The conversation really turned to God and faith though when she asked me how I liked Russia. Well, I told her what I tell everyone: I love Russia! It's got the best juice and there's nice people everywhere. She laughed a bit but told me that I couldn't really like Russia that much, it just meant that I'd never gone to Europe. I told her once again that I really do like Russia and began to explain more about what we do as missionaries. It was astonishing to see how she believed much of the same things we do and she really liked the idea of eternal families.
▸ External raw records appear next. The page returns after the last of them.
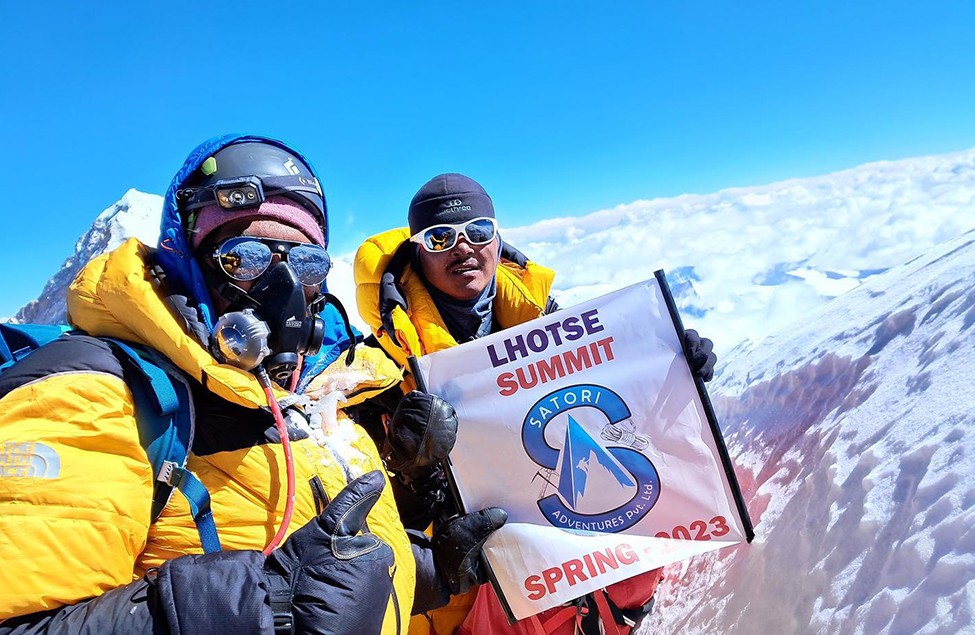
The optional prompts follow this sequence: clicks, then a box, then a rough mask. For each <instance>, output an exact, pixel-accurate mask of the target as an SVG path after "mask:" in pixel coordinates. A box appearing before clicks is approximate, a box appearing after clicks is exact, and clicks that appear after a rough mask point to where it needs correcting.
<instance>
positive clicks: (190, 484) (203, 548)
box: [173, 467, 221, 553]
mask: <svg viewBox="0 0 975 635" xmlns="http://www.w3.org/2000/svg"><path fill="white" fill-rule="evenodd" d="M173 472H174V477H175V478H174V479H173V480H174V481H175V482H176V487H177V488H178V489H179V491H180V492H181V493H182V494H183V496H185V497H186V500H187V501H188V502H189V504H190V509H191V510H192V512H193V522H195V523H196V529H197V531H199V532H200V542H201V543H203V552H204V553H215V552H217V551H220V549H221V547H220V537H219V536H218V535H217V525H216V523H214V522H213V510H211V509H210V493H209V492H208V491H207V488H206V487H204V486H203V483H201V482H200V479H198V478H196V475H195V474H193V473H192V472H190V471H189V470H187V469H186V468H183V467H180V468H176V469H174V470H173Z"/></svg>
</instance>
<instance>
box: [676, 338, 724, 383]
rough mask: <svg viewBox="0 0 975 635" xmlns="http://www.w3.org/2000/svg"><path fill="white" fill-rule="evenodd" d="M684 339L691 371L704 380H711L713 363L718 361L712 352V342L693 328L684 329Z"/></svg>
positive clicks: (687, 357)
mask: <svg viewBox="0 0 975 635" xmlns="http://www.w3.org/2000/svg"><path fill="white" fill-rule="evenodd" d="M684 339H685V340H686V341H687V353H688V355H687V363H688V364H690V366H691V371H692V372H693V373H694V374H695V375H697V376H698V377H700V378H701V379H703V380H704V381H711V378H712V377H714V365H715V364H716V363H717V361H718V356H717V355H715V354H714V353H713V352H712V349H714V342H712V341H711V340H709V339H708V338H706V337H701V336H700V335H699V334H698V332H697V331H695V330H694V329H687V330H686V331H684Z"/></svg>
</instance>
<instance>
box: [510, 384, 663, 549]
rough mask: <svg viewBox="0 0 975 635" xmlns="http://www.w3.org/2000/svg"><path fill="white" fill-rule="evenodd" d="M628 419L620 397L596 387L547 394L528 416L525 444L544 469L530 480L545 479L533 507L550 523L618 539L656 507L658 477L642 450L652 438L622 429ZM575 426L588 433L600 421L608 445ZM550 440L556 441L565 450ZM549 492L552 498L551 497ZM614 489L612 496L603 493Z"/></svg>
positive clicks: (574, 386)
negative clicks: (602, 533) (559, 443)
mask: <svg viewBox="0 0 975 635" xmlns="http://www.w3.org/2000/svg"><path fill="white" fill-rule="evenodd" d="M570 412H571V413H572V414H570ZM573 415H575V416H573ZM629 418H630V410H629V408H628V407H627V405H626V403H625V402H624V401H623V399H622V398H621V397H620V396H619V395H618V394H616V393H615V392H613V391H612V390H610V389H609V388H606V387H604V386H597V385H595V384H579V385H575V386H568V387H566V388H562V389H560V390H556V391H554V392H551V393H549V394H547V395H545V396H544V397H542V398H541V399H539V400H538V401H537V402H535V404H534V405H533V406H532V407H531V409H530V410H529V411H528V414H527V415H526V416H525V420H524V423H523V424H522V428H521V438H522V443H523V445H524V447H525V451H526V452H527V453H528V456H529V457H530V458H531V459H532V461H534V462H535V463H536V464H538V465H539V466H540V467H541V469H539V471H538V472H537V473H536V475H535V478H536V480H537V479H538V478H541V479H542V481H543V486H542V492H541V494H540V495H539V499H538V508H539V509H540V510H541V512H542V514H543V515H544V516H545V519H546V520H548V522H550V523H551V524H552V525H555V526H556V527H562V528H565V529H579V530H583V531H600V532H607V533H615V532H619V531H624V530H626V529H629V528H630V527H632V526H633V525H635V524H636V523H637V522H639V521H640V519H641V518H643V517H644V516H646V515H647V513H648V512H649V511H650V510H651V509H652V508H653V506H654V505H655V504H656V503H657V499H658V498H659V497H660V477H659V476H658V474H657V469H656V468H655V467H654V465H653V463H652V462H651V461H650V459H649V458H647V457H646V456H645V455H644V454H642V453H641V452H640V450H643V449H646V448H647V447H648V446H649V440H648V439H647V438H646V437H644V436H641V435H637V434H635V432H634V431H633V430H632V429H630V428H628V427H627V425H626V424H627V423H628V420H629ZM580 420H585V421H587V422H589V426H590V427H591V426H592V425H593V423H592V422H593V421H596V422H599V423H601V424H602V429H601V430H600V432H599V435H598V436H599V437H600V439H602V441H603V442H608V443H606V445H604V444H603V443H601V442H600V441H597V440H596V438H594V436H593V435H592V434H590V433H589V432H588V431H587V430H586V425H584V424H583V423H580ZM563 426H564V430H565V432H564V433H562V432H561V429H562V427H563ZM546 430H548V431H549V434H548V437H549V439H548V440H547V439H546ZM553 431H555V432H553ZM550 440H551V441H556V440H557V441H558V442H561V445H562V447H561V448H557V447H555V446H554V445H553V444H552V443H550V442H549V441H550ZM550 488H554V489H555V492H553V493H549V489H550ZM614 490H615V491H616V492H617V494H616V495H607V494H612V492H613V491H614ZM587 491H589V492H590V493H591V494H590V496H588V497H587ZM607 501H608V504H607ZM594 506H595V508H596V509H595V510H594ZM606 507H610V509H606Z"/></svg>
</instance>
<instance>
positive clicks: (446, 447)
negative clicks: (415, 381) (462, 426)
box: [383, 390, 457, 483]
mask: <svg viewBox="0 0 975 635" xmlns="http://www.w3.org/2000/svg"><path fill="white" fill-rule="evenodd" d="M456 440H457V413H456V412H454V407H453V406H451V405H450V404H449V403H447V402H446V401H444V400H443V399H441V398H440V397H438V396H436V395H431V394H430V393H425V392H420V391H418V390H412V391H410V392H408V393H406V395H404V396H403V399H401V400H400V402H399V405H398V406H396V412H394V413H393V418H392V420H390V422H389V430H388V431H387V433H386V442H385V443H384V444H383V461H384V462H385V464H386V468H387V469H389V470H390V471H392V472H394V473H396V474H397V475H399V476H400V477H401V478H402V480H403V481H404V482H405V483H411V482H413V481H418V480H423V479H426V478H427V477H429V476H430V475H431V473H432V472H433V471H434V468H436V467H437V465H438V464H439V463H440V461H442V460H443V459H445V458H446V457H447V454H449V453H450V450H451V449H453V447H454V441H456Z"/></svg>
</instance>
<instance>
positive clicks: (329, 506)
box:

I told her something that I've been thinking a lot about but that I'd never really put into words before. I told her how logical faith in God really is; how in keeping the commandments and doing the things God asks we see, quite physically and really the love of God in our life and know for sure that He exists without having seen him. I've seen that in my life, and especially in the lives of those that accept the Gospel here in Russia. They act in faith on a little thing, and they receive blessing from God. She told me how that makes sense and how everytime in life when she had a problem in her family or with anything of a moral question she'd turn to the Bible for answers. She proceeded to, unknowingly, bear her testimony in saying "I know that God exists. I don't know how, I just do" and she explained the many times that God has anwered her prayers through thoughts and feelings and how He guides her. Of course, I gave her a Book of Mormon and explained it to her and the promise that's in Moroni about really knowing if it's true. It was incredible to make the promise to her that if she read and prayed about he Book of Mormon she'd come to know that it's true, the same way that she'd recognized the help of God in her life before. She wrote down my e-mail address (my civilian one) and said she'd e-mail. I'm not sure if she will or not, but keep your eyes out for that please :)

Not much time left (you got a big e-mail today!) but I had one last story for ya'll. In coming back here to Saratov I found out that our branch, the Volzhski branch meets in the the same building now as Zavodskoi. I got to see all of the members that I'd worked with for 6 months once again as I came to church this past Sunday. That was one of the happiest moments I think I've ever had on my mission; seeing so many of my old friends still doing well (and even better in lots of cases). I heard it more than once the members say "Oh Elder Peterson! We missed you so much! We all still talk about you!". I never thought I'd made any kind of impression like that on the members, but the experience just made me love them so much more and remember the wonderful things that really have happened in the course of my mission.

Alright, I've got to go now, but thanks so much :) Real quick, I got the Christmas packages! Thanks so much Mom and Dad and the Hershey Peterson clan! You really are the best and thanks for everything that you sent! I'm way psyched to hear that the reception will be in NM at the end of July! There's no way I'll miss that thing, so no worries there :) As for school, I don't think I'll be going to Summer session like I did before my mission, I'll need some time just to work and read Russian books before I get back into the school groove again, but I think entering in at Fall time will work out just great. I'd sure love to fix that fence, Dad, so go ahead and consider me hired I think. As for the whole grammar structure on "me and Elder So & So), in Russian you're forced to always say "we and Elder So and So), so I guess maybe that's just carried into my English in putting me before my companion since that's more or less how my brain translates it.

Alright, time to go for real now though. I love you lots! Have a great week!